Di nuovo avevo la vista del suo delizioso cuscino che tanto sconvolgeva i miei sensi. Avevo ancora un po’ di spumante e lo utilizzai per lubrificare il buchetto non ancora esplorato. Lei intuì le mie intenzioni non proprio candide e mi tranquillizzò, guardandomi con un sorriso complice e malizioso. Incoraggiato, mi diressi verso di lei e cominciai a spingere piano, piano ma con decisione. Sofia era rilassata, quasi come se si fosse aspettata una conclusione del genere. Ero tutto dentro di lei… per la prima volta qualcuno era dentro di lei, nei suoi anfratti più segreti e privati. Ma questo non la disturbò, anzi… Cominciò ad assecondare i miei movimenti, rilassandosi sempre più e regalandomi sensazioni indescrivibili. La afferrai dai fianchi mentre si appoggiava al materasso. Eravamo entrambi in piedi ed io non riuscivo a togliere gli occhi dalla sua schiena, dal suo culetto ormai completamente mio… Il mio culetto d’oro. Minuti che sembrarono ore, in un continuo movimento, in cui sembrava si fosse perduta la nozione del tempo, la coscienza, la ragione. Il fondersi in un essere unico, in cui due volontà coincidono nell’unico fine, selvaggio ma al tempo stesso dolce, antichissimo ma sempre attuale, in cui un uomo ed una donna si desiderano al di là della ragione e della coscienza. Ci addormentammo sfiniti, l’uno tra le braccia dell’altra.
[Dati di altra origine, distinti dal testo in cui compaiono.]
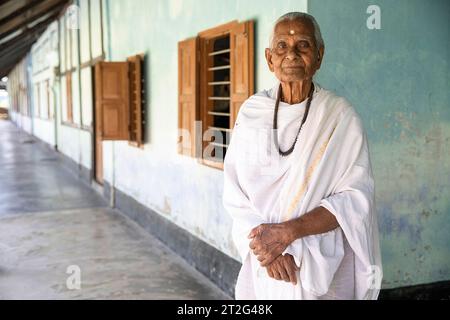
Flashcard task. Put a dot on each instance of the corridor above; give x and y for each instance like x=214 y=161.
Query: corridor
x=52 y=224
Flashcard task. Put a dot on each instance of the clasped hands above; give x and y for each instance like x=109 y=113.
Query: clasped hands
x=269 y=240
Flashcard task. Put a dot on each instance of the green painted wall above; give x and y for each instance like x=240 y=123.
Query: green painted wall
x=398 y=80
x=187 y=193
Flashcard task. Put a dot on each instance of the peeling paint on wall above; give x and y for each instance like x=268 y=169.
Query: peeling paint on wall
x=398 y=78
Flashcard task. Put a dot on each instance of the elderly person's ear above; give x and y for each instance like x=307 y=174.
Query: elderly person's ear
x=269 y=59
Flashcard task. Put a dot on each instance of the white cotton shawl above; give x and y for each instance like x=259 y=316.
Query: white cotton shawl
x=329 y=167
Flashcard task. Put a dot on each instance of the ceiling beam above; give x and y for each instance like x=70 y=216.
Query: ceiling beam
x=19 y=8
x=24 y=34
x=28 y=17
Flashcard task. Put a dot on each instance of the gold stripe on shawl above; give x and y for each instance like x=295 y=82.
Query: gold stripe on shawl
x=308 y=175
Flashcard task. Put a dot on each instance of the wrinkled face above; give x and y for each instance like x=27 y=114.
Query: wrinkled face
x=294 y=55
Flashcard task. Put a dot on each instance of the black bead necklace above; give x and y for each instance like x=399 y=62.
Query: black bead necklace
x=275 y=121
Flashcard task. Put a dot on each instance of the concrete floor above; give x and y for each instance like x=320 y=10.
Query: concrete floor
x=50 y=221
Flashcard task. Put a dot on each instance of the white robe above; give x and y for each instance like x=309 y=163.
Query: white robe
x=329 y=167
Non dimenticherò mai quell’avventura nel bene e nel male. Nel bene perché a trent’anni di distanza, la ricordo ancora molto bene. Nel male perché lei divorzò e rimase single per quasi 15 anni, passando per innumerevoli storie che durarono poco più di qualche settimana. Poi trovò un uomo in modo del tutto casuale e fortuito che divenne, dopo altri 10 anni di convivenza, suo marito.